= Process network synthesis =

Process network synthesis (PNS) is a method to represent a process structure in a 'directed bipartite graph'. Process network synthesis uses the P-graph method to create a process structure. The scientific aim of this method is to find optimum structures.

Process network synthesis uses a bipartite graph method P-graph and employs combinatorial rules to find all feasible network solutions (maximum structure) and links raw materials to desired products related to the given problem. With a branch and bound optimisation routine and by defining the target value an optimum structure can be generated that optimises a chosen target function.

Process Network Synthesis was originally developed to solve chemical process engineering processes. Target value as well as the structure can be changed depending on the field of application. Thus many more fields of application followed.

==Applications==
At Pannon University software the tools PNS Editor and PNS Studio were programmed to generate maximum structure of processes. This software includes the p-graph method and MSG, SSG and ABB branch and bound algorithms to detect optimum structures within the maximum available process flows.

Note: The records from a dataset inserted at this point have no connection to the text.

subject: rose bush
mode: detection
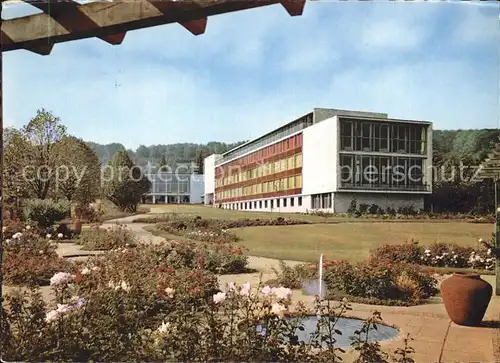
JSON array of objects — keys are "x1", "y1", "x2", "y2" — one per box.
[
  {"x1": 76, "y1": 224, "x2": 138, "y2": 250},
  {"x1": 370, "y1": 240, "x2": 496, "y2": 271},
  {"x1": 272, "y1": 259, "x2": 438, "y2": 306},
  {"x1": 2, "y1": 276, "x2": 415, "y2": 362},
  {"x1": 2, "y1": 227, "x2": 75, "y2": 286}
]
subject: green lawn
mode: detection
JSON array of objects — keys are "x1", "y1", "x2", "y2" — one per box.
[
  {"x1": 231, "y1": 222, "x2": 495, "y2": 262},
  {"x1": 143, "y1": 204, "x2": 483, "y2": 224},
  {"x1": 145, "y1": 204, "x2": 339, "y2": 222}
]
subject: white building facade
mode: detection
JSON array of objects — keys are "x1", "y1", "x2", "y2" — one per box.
[
  {"x1": 204, "y1": 108, "x2": 433, "y2": 213},
  {"x1": 146, "y1": 172, "x2": 204, "y2": 204}
]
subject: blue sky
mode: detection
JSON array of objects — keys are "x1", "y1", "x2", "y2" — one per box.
[{"x1": 3, "y1": 1, "x2": 499, "y2": 149}]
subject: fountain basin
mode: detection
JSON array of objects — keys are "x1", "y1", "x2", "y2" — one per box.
[{"x1": 258, "y1": 316, "x2": 399, "y2": 348}]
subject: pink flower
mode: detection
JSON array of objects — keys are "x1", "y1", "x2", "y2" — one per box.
[
  {"x1": 50, "y1": 272, "x2": 74, "y2": 287},
  {"x1": 270, "y1": 303, "x2": 286, "y2": 318},
  {"x1": 240, "y1": 282, "x2": 251, "y2": 296},
  {"x1": 261, "y1": 286, "x2": 272, "y2": 295},
  {"x1": 56, "y1": 304, "x2": 74, "y2": 314},
  {"x1": 213, "y1": 292, "x2": 226, "y2": 304},
  {"x1": 45, "y1": 310, "x2": 59, "y2": 323}
]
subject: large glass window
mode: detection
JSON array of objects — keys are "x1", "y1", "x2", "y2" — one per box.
[
  {"x1": 340, "y1": 121, "x2": 353, "y2": 150},
  {"x1": 339, "y1": 154, "x2": 427, "y2": 191},
  {"x1": 340, "y1": 119, "x2": 427, "y2": 154}
]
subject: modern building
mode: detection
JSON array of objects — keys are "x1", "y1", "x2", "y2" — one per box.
[
  {"x1": 204, "y1": 108, "x2": 433, "y2": 213},
  {"x1": 145, "y1": 161, "x2": 204, "y2": 204}
]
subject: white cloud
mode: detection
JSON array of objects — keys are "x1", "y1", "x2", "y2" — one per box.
[
  {"x1": 327, "y1": 59, "x2": 498, "y2": 129},
  {"x1": 451, "y1": 4, "x2": 499, "y2": 45},
  {"x1": 3, "y1": 2, "x2": 499, "y2": 149}
]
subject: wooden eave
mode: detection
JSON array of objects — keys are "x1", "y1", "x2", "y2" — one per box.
[{"x1": 1, "y1": 0, "x2": 306, "y2": 55}]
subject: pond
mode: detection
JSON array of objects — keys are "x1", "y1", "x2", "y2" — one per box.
[{"x1": 258, "y1": 316, "x2": 399, "y2": 348}]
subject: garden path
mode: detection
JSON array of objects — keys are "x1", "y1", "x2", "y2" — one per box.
[{"x1": 37, "y1": 213, "x2": 500, "y2": 362}]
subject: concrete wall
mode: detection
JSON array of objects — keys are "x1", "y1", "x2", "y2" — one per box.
[
  {"x1": 190, "y1": 174, "x2": 205, "y2": 204},
  {"x1": 302, "y1": 117, "x2": 337, "y2": 195},
  {"x1": 333, "y1": 192, "x2": 424, "y2": 213},
  {"x1": 425, "y1": 124, "x2": 433, "y2": 193},
  {"x1": 313, "y1": 108, "x2": 387, "y2": 124},
  {"x1": 203, "y1": 154, "x2": 220, "y2": 203}
]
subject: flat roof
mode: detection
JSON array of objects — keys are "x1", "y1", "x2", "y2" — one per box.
[
  {"x1": 339, "y1": 114, "x2": 432, "y2": 125},
  {"x1": 220, "y1": 111, "x2": 313, "y2": 157},
  {"x1": 221, "y1": 108, "x2": 432, "y2": 157}
]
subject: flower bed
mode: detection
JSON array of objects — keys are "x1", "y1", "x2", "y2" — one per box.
[
  {"x1": 76, "y1": 224, "x2": 139, "y2": 250},
  {"x1": 80, "y1": 239, "x2": 248, "y2": 276},
  {"x1": 152, "y1": 215, "x2": 310, "y2": 244},
  {"x1": 134, "y1": 214, "x2": 309, "y2": 227},
  {"x1": 154, "y1": 216, "x2": 240, "y2": 243},
  {"x1": 270, "y1": 259, "x2": 438, "y2": 306},
  {"x1": 2, "y1": 275, "x2": 414, "y2": 362},
  {"x1": 370, "y1": 240, "x2": 496, "y2": 271},
  {"x1": 2, "y1": 228, "x2": 75, "y2": 286}
]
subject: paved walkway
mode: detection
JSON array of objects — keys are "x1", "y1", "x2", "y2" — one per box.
[{"x1": 6, "y1": 213, "x2": 500, "y2": 362}]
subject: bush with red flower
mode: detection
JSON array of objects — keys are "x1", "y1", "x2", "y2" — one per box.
[{"x1": 2, "y1": 226, "x2": 76, "y2": 286}]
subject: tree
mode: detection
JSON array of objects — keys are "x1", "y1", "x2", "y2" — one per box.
[
  {"x1": 3, "y1": 128, "x2": 31, "y2": 199},
  {"x1": 196, "y1": 149, "x2": 204, "y2": 174},
  {"x1": 158, "y1": 154, "x2": 169, "y2": 172},
  {"x1": 5, "y1": 109, "x2": 67, "y2": 199},
  {"x1": 23, "y1": 108, "x2": 67, "y2": 199},
  {"x1": 52, "y1": 136, "x2": 101, "y2": 204},
  {"x1": 102, "y1": 151, "x2": 151, "y2": 212}
]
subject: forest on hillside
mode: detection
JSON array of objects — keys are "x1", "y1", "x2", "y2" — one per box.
[
  {"x1": 85, "y1": 141, "x2": 246, "y2": 170},
  {"x1": 5, "y1": 108, "x2": 499, "y2": 214},
  {"x1": 86, "y1": 129, "x2": 499, "y2": 169},
  {"x1": 86, "y1": 129, "x2": 500, "y2": 214}
]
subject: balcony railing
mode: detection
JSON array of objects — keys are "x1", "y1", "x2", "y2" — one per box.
[{"x1": 338, "y1": 183, "x2": 431, "y2": 192}]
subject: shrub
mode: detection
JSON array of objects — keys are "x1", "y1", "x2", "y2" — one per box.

PNS is used in different applications where it can be used to find optimum process structures like:
- Process engineering: Chemical process designs and the Synthesis of chemical processes is applied in different case studies.
- Optimum energy technology networks for regional and urban energy systems: In case of regional and urban energy planning the financially most feasible solution for resource systems is selected as target value. With this setting material- and energy flows, energy demand and cost of technologies are considered and the optimum technology network can be found. Simultaneously the robustness of technologies due to price changes and limitations in resource availability can be identified.
- Evacuation routes in buildings: The aim is to find optimal routes to evacuate buildings depending on specific side parameters.
- Transportation routes: In this research area transportation routes with minimum cost and lowest environmental impact can be identified.